Fred Sanders argues the interesting thesis that the doctrine of the Trinity in modernity is “Romantic” in its orientation. Although Enlightenment rationalism found no place for the Trinity, the Romantic impulse in modern thought funded a reinterpretation of the doctrine of the Trinity according to:
a) History: In rationalism, reason is supra-historical, necessary truth which must be real in all possible worlds. Here Lessing’s “ugly ditch”—the idea that accidental truths of history can never become proofs of necessary truths of reason—dismissed the doctrine of the Trinity to the realm of the unthinkable. Many modern theologians have been influenced by Hegel, however, and seek to relate God and history by having the latter as the medium within which the divine being is realised. Smith identifies Moltmann, Pannenberg and Jenson as examples.
b) Experience: Romanticism insisted that truth may or even must be experiential and not simply rational. Schleiermacher grounded theology in experience, and some following him have sought to correlate the doctrine of God and human experience—something Schleiermacher did not do. Sanders’ argument is not as strong here as it was for his previous assertion. The key to this category of trinitarian thought is the collapse of the immanent Trinity into the economic Trinity (Rahner, LaCugna). Elizabeth Johnson and other liberationists use the economic Trinity to explicate human experience. As such, the doctrine does not arise out of human experience—as Schleiermacher also insisted.
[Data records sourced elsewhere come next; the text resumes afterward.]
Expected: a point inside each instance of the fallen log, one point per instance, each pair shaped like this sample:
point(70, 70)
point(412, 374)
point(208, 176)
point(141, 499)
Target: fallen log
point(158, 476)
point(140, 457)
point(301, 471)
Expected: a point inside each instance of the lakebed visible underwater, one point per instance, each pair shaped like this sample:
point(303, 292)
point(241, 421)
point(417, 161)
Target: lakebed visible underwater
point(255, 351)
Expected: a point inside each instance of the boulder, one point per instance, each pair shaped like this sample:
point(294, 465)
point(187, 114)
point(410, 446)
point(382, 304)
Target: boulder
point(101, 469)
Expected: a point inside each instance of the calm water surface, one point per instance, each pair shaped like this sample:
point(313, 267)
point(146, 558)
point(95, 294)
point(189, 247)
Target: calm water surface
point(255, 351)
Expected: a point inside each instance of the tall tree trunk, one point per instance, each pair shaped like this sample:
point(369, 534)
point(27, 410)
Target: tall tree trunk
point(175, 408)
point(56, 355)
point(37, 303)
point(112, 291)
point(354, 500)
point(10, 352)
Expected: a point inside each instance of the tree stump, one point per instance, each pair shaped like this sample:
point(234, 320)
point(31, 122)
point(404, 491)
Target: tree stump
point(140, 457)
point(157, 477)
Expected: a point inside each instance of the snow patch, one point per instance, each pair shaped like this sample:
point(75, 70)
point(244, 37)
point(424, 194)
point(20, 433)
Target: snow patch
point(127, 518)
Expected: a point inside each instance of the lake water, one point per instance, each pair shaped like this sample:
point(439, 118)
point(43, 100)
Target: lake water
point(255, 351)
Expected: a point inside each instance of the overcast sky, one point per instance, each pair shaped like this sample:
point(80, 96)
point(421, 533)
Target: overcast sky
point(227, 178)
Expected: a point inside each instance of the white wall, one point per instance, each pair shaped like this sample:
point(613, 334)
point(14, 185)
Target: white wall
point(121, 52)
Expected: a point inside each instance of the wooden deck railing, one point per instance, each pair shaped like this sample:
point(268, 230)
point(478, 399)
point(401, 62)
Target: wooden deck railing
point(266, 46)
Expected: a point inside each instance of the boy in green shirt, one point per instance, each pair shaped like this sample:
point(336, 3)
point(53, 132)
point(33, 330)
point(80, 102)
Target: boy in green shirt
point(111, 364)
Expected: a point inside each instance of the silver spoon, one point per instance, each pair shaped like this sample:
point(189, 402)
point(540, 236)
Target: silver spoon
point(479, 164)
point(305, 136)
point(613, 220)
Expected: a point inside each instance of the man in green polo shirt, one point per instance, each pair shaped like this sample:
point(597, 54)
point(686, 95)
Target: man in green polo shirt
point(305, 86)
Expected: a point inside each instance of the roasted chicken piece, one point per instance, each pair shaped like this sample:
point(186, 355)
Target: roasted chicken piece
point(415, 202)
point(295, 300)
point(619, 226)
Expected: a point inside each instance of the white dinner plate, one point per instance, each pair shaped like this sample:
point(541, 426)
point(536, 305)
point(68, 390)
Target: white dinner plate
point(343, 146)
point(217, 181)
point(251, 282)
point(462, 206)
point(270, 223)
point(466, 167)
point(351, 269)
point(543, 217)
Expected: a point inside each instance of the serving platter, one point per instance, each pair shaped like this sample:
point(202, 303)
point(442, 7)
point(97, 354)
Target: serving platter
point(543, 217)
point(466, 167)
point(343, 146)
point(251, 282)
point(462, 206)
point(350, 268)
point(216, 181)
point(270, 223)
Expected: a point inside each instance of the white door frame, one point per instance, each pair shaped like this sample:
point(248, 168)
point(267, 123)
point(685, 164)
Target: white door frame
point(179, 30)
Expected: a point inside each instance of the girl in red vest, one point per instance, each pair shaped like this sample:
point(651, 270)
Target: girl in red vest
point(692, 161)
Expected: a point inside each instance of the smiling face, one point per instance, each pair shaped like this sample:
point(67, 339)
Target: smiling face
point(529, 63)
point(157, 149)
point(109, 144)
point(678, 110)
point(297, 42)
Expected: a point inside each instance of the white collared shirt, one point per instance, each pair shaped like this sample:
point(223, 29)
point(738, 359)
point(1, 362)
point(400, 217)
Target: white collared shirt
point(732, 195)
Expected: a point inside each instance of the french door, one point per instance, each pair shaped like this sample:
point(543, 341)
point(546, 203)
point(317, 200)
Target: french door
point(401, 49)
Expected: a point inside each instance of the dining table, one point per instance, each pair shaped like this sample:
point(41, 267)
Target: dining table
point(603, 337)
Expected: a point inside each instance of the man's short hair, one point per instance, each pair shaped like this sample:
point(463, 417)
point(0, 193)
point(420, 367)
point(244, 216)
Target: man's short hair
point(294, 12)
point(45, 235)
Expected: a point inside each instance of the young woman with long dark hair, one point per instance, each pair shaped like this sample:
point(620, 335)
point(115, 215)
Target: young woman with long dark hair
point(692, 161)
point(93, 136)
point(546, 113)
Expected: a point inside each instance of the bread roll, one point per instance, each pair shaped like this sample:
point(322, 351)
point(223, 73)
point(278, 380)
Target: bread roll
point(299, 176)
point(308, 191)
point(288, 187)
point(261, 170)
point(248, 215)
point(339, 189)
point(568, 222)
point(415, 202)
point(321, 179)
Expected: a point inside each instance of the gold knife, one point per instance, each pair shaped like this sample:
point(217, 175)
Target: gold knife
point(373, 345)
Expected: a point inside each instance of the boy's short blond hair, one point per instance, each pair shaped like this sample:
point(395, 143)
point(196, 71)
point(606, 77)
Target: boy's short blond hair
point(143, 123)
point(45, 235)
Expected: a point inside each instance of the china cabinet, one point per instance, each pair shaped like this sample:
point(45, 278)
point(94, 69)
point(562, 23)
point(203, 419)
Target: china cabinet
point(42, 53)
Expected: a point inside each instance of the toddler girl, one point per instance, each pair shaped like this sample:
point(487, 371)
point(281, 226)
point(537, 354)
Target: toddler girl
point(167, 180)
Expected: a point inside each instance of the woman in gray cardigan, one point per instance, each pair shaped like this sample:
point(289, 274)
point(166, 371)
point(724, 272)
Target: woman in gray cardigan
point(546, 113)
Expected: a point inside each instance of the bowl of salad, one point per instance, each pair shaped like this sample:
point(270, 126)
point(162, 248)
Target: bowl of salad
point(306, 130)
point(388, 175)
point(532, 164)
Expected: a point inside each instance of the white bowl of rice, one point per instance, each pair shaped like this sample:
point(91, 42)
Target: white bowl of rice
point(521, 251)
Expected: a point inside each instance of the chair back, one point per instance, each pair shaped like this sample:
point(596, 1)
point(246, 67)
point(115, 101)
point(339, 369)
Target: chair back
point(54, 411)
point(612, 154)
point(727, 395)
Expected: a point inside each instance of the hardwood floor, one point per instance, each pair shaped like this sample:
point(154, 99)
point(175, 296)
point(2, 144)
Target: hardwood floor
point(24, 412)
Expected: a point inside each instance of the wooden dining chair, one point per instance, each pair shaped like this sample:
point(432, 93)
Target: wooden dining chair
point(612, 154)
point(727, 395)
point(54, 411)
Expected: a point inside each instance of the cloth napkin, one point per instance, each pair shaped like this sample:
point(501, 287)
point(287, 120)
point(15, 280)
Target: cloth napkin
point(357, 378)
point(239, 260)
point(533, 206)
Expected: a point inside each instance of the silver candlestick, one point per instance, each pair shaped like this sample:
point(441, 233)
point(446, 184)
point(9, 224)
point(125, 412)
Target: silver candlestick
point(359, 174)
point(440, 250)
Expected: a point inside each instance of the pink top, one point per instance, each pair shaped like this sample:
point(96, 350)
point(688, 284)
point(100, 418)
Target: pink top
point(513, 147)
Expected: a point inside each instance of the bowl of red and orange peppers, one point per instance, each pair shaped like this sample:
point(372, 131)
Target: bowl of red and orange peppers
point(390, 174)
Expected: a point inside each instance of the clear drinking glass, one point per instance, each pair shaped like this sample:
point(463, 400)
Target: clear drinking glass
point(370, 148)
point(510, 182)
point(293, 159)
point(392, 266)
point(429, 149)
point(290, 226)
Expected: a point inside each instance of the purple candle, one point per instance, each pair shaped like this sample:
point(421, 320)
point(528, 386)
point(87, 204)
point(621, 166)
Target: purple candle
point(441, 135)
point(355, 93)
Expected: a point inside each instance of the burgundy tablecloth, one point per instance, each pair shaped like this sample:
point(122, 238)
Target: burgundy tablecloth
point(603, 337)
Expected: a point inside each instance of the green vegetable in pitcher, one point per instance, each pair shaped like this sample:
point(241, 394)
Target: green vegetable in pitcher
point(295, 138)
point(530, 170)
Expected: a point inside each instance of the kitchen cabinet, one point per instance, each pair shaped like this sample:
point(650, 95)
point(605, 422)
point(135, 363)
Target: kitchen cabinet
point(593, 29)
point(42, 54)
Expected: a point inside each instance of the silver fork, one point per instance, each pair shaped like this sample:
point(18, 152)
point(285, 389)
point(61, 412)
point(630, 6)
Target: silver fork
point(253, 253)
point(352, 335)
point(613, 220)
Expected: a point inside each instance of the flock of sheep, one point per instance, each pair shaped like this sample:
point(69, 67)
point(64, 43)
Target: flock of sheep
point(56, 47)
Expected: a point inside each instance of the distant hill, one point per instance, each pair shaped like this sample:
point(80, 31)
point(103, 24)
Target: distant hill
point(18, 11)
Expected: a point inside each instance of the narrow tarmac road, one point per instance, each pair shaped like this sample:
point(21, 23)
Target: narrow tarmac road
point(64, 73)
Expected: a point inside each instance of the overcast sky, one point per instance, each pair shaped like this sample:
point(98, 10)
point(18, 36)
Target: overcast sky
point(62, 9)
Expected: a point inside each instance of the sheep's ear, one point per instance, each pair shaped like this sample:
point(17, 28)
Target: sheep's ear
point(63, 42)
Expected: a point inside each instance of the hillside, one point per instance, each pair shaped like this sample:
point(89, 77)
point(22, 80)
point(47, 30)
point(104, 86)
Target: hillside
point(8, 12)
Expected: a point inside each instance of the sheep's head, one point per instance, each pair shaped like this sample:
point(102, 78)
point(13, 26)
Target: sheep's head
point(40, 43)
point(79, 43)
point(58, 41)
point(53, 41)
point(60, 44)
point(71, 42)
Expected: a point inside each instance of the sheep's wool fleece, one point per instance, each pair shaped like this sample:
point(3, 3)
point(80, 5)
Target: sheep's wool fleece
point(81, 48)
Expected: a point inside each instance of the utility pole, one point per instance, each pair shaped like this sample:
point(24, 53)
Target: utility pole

c) Retrieval: As a response or reaction to the “thinness” of theology in Enlightenment thought, retrieval theologies hope to restore biblical and patristic priorities with robust and confident explications of faith.
Sanders ends by suggesting that the doctrine of the Trinity was never really lost (and hence did not need to be “rediscovered”) in modernity, except among those who accepted Enlightenment criticism as primary. Under that pressure modern theologians transposed the doctrine into categories of history and experience. This certainly opened opportunities for trinitarian reflection which hitherto had not been explored, but also in some ways distorted the doctrine.
My interest is twofold: first, the idea that modern theologians have appealed to Romantic categories of thought to explicate their doctrine of the Trinity; that is, they appealed to one mode of modern thought against another. Second, while Sanders hints that these modern explications have some value in theological reflection, he is concerned that the doctrine itself has been reinterpreted in unwarranted ways. Stephen Holmes has argued that point more polemically in his recent The Holy Trinity: “In brief, I argue that the explosion of theological work claiming to recapture the doctrine of the Trinity that we have witnessed in recent decades in fact misunderstands and distorts the traditional doctrine so badly that it is unrecognizable” (xv). More on Holmes’s argument later.
See Sanders, F., “The Trinity” in Mapping Modern Theology: A Thematic and Historical Introduction (Kelly M. Kapic & Bruce L. McCormack (eds); Grand Rapids: Baker Academic, 2012) 21-45.